Thursday, July 8, 2010

Deviled Crab Bites with Remoulade Sauce.

Deviled Crab Bites with Remoulade Sauce

1 lb lump crab meat
2 cups bread crumbs
2 cups mayonnaise
4 eggs
1 tsp dry mustard
2 tsp Worcestershire sauce
1⁄2 tsp hot sauce
1⁄2 tsp season salt
1⁄2 tsp old bay seasoning
1⁄2 cup diced bell pepper
1⁄2 cup diced celery
1⁄2 cup diced onion
4 tsp butter

Sauté bell pepper, onion and celery in butter until tender. Thoroughly combine all ingredients and spices except crab meat. Mix well. Pick through the crab meat checking for shells then fold crab meat into mixture. If the mixture appears too moist, add flour to properly combine. If the mixture appears too dry, add 1 egg. To deep fry: Preheat oil to 350 degrees. Using a 1 to 2 ounce cookie scoop, drop the mixture into the oil, like you would a hushpuppie. To pan fry: Preheat about 1⁄2” of oil in the bottom of a fry pan over medium high heat. Form the mixture in the shape of a ball (about an 11⁄2 diameter).

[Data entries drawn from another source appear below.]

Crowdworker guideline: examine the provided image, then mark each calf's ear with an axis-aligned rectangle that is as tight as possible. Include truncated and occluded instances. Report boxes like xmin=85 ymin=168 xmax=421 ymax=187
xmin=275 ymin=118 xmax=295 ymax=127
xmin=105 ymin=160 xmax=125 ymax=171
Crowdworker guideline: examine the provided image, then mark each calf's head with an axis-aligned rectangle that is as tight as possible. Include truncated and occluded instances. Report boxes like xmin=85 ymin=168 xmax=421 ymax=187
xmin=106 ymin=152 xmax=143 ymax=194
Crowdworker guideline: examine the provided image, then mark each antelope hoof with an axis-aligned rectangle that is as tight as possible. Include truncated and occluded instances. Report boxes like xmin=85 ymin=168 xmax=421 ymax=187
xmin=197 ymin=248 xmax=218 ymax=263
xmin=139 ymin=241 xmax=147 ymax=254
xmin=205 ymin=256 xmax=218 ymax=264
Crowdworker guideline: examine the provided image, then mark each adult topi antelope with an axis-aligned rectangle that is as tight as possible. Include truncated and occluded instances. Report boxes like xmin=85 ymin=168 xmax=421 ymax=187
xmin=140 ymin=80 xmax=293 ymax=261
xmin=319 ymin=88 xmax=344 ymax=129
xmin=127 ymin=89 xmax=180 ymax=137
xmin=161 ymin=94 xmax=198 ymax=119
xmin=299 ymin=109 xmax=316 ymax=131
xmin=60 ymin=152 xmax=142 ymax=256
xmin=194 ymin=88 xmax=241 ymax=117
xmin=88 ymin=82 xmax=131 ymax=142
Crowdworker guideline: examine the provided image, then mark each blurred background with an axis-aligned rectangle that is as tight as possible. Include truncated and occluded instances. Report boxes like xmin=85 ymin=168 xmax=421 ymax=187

Place the crab bites in the fry pan and cook until dark brown then flip and cook the other side.

Remoulade Sauce

12 oz mayonnaise
3 tbsp olive oil
1⁄2 tbsp paprika 1tbsp horseradish
1⁄4 c diced green onions
1⁄2 tbsp hot sauce
1tsp old bay seasoning

Mix all ingredients well.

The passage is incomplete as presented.